Every Republican candidate running for governor of Tennessee in 2026 supports the Second Amendment. They will tell you so at every stop. They will put it in their campaign materials. They will say “shall not be infringed” in speeches and post about it on social media. Some of them will say it with real conviction. None of that is a constitutional position.

Supporting the Second Amendment as a political matter is not the same thing as understanding what the Second Amendment requires as a legal matter. The first is a preference. The second is an obligation. And right now, in this race, not one candidate has been willing to address the obligation.

What the Oath Actually Requires

Every governor of Tennessee takes an oath to support the Constitution of the United States. That oath is not ceremonial language. It is a legal obligation with a specific content, and Article VI of the Constitution makes that content explicit. When an official takes the oath, they are swearing to uphold the Constitution as written. What that means in practice is that an official who enforces a law repugnant to the Constitution is not acting under lawful authority. The Supreme Court recognized this in Ex parte Young.

The Question That Matters

The Second Amendment says the right of the people to keep and bear arms shall not be infringed. That is a negative command. It is not a balancing test. It is not a suggestion. It is a flat prohibition addressed to government.

The question every candidate in this race needs to answer is not whether they support that right in the abstract.

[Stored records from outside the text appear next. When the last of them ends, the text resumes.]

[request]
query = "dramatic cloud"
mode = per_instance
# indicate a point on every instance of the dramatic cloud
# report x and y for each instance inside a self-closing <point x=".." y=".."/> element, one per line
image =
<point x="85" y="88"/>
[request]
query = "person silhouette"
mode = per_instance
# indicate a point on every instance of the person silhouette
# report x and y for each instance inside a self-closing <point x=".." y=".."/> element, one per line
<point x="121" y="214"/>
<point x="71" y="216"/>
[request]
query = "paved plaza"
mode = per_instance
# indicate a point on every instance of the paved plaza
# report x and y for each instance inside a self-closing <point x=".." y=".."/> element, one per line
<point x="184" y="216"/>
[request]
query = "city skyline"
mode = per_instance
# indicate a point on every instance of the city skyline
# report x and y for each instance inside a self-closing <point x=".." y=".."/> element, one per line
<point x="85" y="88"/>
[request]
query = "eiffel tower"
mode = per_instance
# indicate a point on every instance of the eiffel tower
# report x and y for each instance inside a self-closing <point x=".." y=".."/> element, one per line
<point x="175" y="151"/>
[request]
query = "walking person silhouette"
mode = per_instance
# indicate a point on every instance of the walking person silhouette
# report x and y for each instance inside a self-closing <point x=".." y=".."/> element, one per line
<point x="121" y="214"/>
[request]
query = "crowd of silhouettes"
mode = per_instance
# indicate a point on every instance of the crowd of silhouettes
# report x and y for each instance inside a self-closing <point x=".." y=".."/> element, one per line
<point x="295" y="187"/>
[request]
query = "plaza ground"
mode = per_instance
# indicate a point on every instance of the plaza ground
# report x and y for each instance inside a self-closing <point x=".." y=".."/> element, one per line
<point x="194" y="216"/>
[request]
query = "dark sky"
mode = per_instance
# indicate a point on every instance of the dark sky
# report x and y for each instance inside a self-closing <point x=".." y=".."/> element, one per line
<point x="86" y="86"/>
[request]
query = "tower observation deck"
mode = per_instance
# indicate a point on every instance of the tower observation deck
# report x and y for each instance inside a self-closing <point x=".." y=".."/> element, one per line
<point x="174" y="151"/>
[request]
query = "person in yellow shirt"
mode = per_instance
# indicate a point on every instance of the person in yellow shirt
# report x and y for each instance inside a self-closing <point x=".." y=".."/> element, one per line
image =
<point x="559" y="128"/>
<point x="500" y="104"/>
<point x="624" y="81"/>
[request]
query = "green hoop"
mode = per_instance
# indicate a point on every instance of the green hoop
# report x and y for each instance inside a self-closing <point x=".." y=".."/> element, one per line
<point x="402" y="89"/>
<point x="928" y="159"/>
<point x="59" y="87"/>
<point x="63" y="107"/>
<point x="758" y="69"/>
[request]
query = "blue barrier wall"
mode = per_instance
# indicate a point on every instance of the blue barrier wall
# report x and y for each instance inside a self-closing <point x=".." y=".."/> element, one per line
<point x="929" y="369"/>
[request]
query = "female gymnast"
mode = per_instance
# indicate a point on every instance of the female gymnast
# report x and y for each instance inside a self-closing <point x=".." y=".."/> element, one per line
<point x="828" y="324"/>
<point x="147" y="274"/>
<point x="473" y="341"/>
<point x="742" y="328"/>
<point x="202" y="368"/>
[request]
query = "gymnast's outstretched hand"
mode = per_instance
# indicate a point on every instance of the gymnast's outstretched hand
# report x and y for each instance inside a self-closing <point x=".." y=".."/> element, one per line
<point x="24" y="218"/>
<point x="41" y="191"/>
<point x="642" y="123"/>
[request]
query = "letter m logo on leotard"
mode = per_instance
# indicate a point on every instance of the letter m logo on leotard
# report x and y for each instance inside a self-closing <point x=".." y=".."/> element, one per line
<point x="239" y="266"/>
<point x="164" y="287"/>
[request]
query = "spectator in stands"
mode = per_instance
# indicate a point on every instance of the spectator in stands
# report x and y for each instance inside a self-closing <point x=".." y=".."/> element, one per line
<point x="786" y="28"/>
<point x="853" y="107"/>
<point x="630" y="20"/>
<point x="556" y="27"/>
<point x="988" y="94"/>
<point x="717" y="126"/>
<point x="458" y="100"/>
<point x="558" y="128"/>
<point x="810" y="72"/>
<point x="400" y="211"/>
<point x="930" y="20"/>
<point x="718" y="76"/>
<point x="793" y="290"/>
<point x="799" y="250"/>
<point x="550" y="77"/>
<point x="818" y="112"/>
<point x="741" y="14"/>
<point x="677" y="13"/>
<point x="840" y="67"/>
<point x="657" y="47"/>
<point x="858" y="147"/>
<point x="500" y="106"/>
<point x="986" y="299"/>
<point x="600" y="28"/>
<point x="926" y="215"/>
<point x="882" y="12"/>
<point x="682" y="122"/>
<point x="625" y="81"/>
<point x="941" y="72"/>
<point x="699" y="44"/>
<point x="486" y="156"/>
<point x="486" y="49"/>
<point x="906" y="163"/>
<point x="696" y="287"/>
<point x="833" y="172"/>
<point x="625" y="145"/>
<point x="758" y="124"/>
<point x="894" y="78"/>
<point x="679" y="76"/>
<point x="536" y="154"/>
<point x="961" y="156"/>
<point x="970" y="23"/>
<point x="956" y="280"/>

It is what they will do when that right collides with a law that violates it. Will they use the authority of the governor’s office to refuse enforcement of laws that contradict the Second Amendment’s plain text? Those are not exotic questions. They follow directly from the text.

The Standard Political Dodge

Candidates have developed reliable ways to sound strong on the Second Amendment while avoiding the constitutional substance. The phrase “law-abiding citizens” is where the dodge usually lives. It sounds reasonable. What it actually does is import a judicial invention directly into the candidate’s constitutional framework. The Second Amendment does not say the right of law-abiding citizens. It says the right of the people. Those are different categories, and the difference matters enormously.

The accountability standard is not complicated. It is the same standard the Constitution applies to every official who takes the oath. Say what you mean. Mean what you say. When the text of the document you swore to uphold collides with a law, choose the document.